Row counts are estimates from reltuples (pg_class) and n_live_tup
(pg_stat_user_tables), not exact values.
Both postgres:// and postgres+bin:// produce the full manifest including
per-database relation detail. The manifest also records pg_dump_version
(logical backups) or pg_basebackup_version (physical backups).
Metadata collection is best-effort: if a query fails the affected field is omitted and the backup continues normally.
Development
Building
make build
Installing into Plakar
make reinstall # build, package, uninstall old, install
make reinstall PLAKAR=~/dev/plakar/plakar # use a development build of Plakar
make reinstall VERSION=v1.2.0 # override the package version
reinstall is the usual iteration loop: it removes the previously installed
package (if any), rebuilds the binaries, creates a fresh .ptar, and installs
it.

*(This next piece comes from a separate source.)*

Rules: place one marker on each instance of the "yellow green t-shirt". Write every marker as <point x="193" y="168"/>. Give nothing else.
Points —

The individual steps are also available as separate targets:
| Target | Description |
|---|---|
make build |
Compile the three plugin binaries |
make package |
Build then create the .ptar package |
make install |
Package then install into Plakar |
make uninstall |
Remove the installed postgresql package |
make reinstall |
uninstall + install in one step |
Integration tests
The test suite uses testcontainers-go to spin up real Docker containers — no mocks. Requires Docker to be running.
make integration-test
Testing restores with a local database
make testdb starts a throw-away PostgreSQL container on port 9999 and
prints the commands needed to restore a snapshot to it:
make testdb
The container runs in the foreground. In a second terminal, use the printed commands to configure the destination and trigger a restore:
plakar destination rm mydb
plakar destination add mydb postgres://postgres@localhost:9999 password=postgres
plakar restore -to @mydb <snapid>
Open questions
Compression default
pg_dump compression is currently disabled by default (compress=false)

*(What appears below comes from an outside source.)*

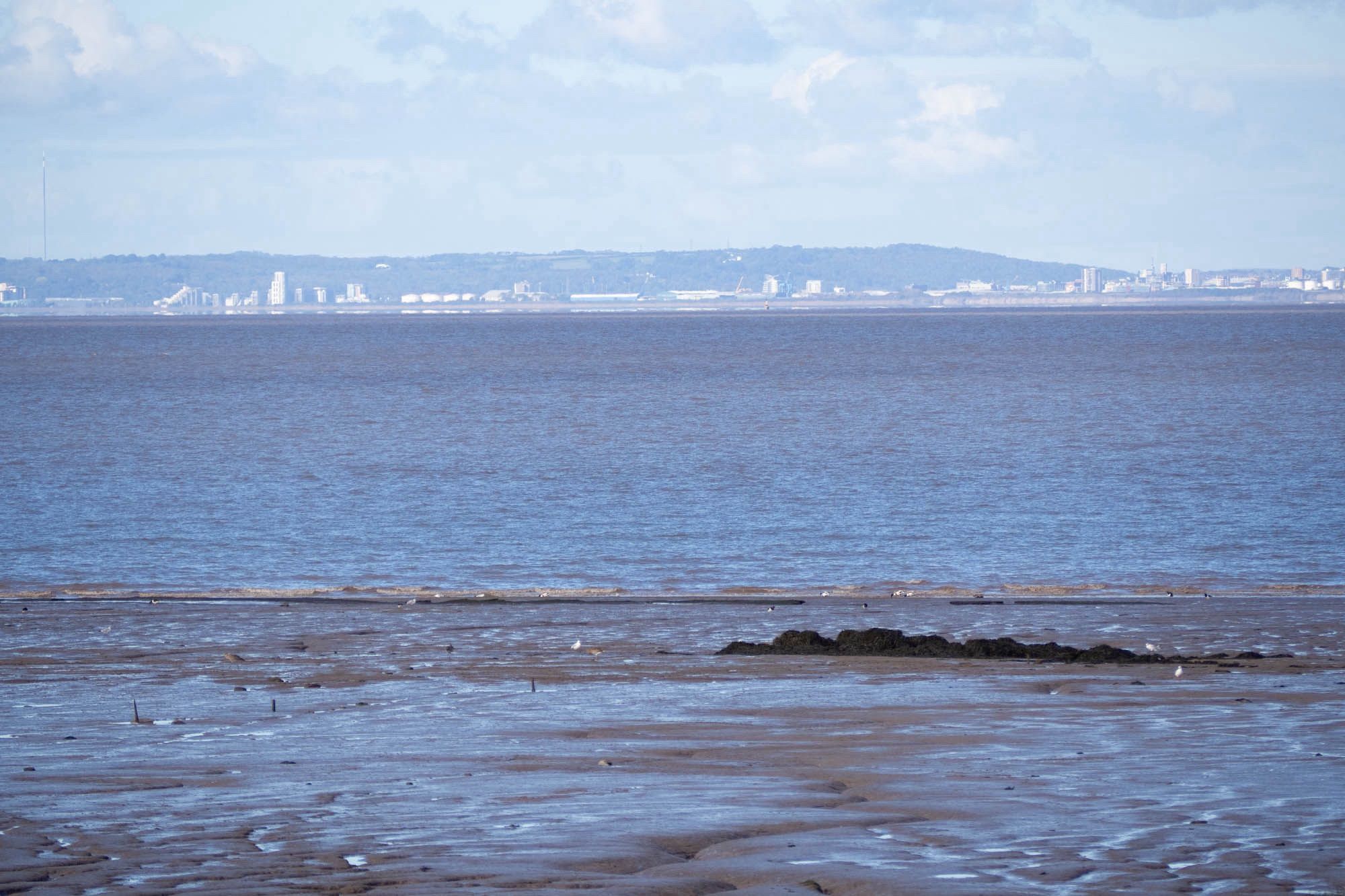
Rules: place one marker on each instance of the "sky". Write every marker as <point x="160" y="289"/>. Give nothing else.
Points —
<point x="1204" y="134"/>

so that Plakar's own compression and deduplication can operate on
uncompressed data. Pre-compressing the dump would produce an
incompressible stream, defeating both Plakar's compression ratio and
its ability to deduplicate chunks across snapshots.
However, the trade-off is not clear-cut. Depending on the size of the
database, the network bandwidth between the backup host and the
PostgreSQL server, and the Plakar store backend in use, it may be more
efficient to let pg_dump compress the stream and simply store it
opaquely. More benchmarks across a variety of workloads are needed
before settling on a final default.
This is something to revisit after more testing.
This integration was mostly vibe-coded with Claude but has been manually tested and reviewed throughout.